Reputation: 2065
Let's say there is a certain way of encrypting strings:
For example, the word FRUIT is encrypted in the following manner:
We append the character $ at the end of the word:
FRUIT$
We then form all the strings by moving the first character at the end:
FRUIT$
RUIT$S
UIT$FR
IT$FRU
T$FRUI
$FRUIT
Then we sort the new strings into alphabetical order:
$FRUIT
FRUIT$
IT$FRU
RUIT$F
T$FRUI
UIT$FR
The encrypted string:
T$UFIR
Now my problem is obvious: How to decrypt a given string into it's original form.
I've been pounding my head for half a week now and I've finally run out of paper.
How should I get on with this?
What I have discovered:
if we have the last step of the encryption:
$FRUIT
FRUIT$
IT$FRU
RUIT$F
T$FRUI
UIT$FR
We can know the first and last character of the original string, since the rightmost column is the encrypted string itself, and the leftmost column is always in alphabetical order. The last character is the first character of the encrypted string, because $ is always first in the alphabet, and it only exists once in a string. Then, if we find the $ character from the rightmost column, and look up the character on the same row in the leftmost column, we get the first character.
So what we can know about the encrypted string T$UFIR is that the original string is F***T$, where * is an unknown character.
There ends my ideas. Now I have to utilize the world-wide-web and ask another human being: How?

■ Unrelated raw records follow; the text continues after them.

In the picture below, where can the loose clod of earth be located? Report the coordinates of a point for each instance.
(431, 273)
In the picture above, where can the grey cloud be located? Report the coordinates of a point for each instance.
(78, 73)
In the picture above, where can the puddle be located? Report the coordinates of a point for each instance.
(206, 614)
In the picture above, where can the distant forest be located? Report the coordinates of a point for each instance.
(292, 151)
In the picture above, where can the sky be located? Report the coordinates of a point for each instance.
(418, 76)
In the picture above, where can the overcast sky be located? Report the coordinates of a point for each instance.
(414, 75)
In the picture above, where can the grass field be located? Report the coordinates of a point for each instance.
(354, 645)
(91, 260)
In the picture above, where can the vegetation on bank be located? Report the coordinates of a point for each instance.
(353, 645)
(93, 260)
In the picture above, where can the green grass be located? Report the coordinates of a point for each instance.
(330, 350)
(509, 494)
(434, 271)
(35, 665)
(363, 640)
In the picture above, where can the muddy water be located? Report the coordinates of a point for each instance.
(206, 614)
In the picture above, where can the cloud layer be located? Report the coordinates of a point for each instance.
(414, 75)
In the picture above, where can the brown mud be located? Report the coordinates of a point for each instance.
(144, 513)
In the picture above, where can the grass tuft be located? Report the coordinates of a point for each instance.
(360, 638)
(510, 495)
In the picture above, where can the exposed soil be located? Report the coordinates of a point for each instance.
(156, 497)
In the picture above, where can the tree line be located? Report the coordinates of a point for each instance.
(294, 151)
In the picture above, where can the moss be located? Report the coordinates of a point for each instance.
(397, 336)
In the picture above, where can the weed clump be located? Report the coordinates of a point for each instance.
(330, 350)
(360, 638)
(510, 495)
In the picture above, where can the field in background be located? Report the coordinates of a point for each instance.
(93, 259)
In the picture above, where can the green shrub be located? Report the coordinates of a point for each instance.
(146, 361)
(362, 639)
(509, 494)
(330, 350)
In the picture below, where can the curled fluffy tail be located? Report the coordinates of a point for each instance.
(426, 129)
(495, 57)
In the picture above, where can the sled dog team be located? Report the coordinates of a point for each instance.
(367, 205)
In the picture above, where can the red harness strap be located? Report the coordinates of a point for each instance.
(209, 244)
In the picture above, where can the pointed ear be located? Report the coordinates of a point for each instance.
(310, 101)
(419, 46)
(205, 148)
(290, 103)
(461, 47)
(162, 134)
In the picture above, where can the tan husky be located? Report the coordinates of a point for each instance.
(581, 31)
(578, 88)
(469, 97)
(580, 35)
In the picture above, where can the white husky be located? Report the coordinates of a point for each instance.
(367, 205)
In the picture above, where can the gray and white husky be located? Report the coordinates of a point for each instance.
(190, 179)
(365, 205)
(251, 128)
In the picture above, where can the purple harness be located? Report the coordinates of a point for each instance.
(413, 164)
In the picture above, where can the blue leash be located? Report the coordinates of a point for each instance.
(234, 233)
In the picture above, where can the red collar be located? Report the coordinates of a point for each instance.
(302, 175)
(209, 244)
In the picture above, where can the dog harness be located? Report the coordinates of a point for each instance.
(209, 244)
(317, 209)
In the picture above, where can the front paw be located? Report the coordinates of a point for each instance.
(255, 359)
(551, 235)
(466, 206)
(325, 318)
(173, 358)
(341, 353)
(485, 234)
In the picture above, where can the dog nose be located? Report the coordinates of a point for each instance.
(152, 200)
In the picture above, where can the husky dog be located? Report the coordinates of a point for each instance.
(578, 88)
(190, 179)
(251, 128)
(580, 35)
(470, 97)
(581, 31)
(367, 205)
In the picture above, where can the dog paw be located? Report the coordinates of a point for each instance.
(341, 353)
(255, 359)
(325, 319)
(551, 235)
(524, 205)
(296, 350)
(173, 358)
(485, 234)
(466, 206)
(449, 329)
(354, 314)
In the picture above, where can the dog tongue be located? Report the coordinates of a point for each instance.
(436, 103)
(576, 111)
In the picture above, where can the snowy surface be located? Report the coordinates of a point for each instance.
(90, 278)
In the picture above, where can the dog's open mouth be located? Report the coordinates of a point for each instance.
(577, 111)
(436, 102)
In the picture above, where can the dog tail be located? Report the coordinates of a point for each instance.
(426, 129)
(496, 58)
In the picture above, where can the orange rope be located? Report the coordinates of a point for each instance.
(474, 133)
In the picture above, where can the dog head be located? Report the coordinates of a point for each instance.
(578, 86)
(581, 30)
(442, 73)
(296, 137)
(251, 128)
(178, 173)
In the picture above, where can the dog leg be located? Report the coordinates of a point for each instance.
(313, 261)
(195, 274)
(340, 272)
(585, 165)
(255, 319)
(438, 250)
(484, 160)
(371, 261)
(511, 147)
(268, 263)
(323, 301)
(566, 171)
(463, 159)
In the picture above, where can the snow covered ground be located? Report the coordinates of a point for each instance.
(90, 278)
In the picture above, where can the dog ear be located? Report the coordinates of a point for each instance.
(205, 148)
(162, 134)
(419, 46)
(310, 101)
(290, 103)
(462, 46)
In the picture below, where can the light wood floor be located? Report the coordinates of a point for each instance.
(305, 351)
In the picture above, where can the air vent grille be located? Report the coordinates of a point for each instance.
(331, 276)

You could say this is homework, and being familiar with my tutor, I place my bets on this being a dynamic programming -problem.
Upvotes: 3
Views: 1596
Reputation: 16582
This is the Burrows-Wheeler transform.
It's an algorithm typically used for aiding compression algorithms, as it tends to group together common repeating phrases, and is reversible.
To decode your string:
Number each character:
T$UFIR
012345
Now sort, retaining the numbering. If characters repeat, you use the indices as a secondary sort-key, such that the indices for the repeated characters are kept in increasing order, or otherwise use a sorting algorithm that guarantees this.
$FIRTU
134502
Now we can decode. Start at the '$', and use the associated index as the next character to output ('$' = 1, so the next char is 'F'. 'F' is 3, so the next char is 'R', etc...)
The result:
$FRUIT
So just remove the marker character, and you're done.
Upvotes: 15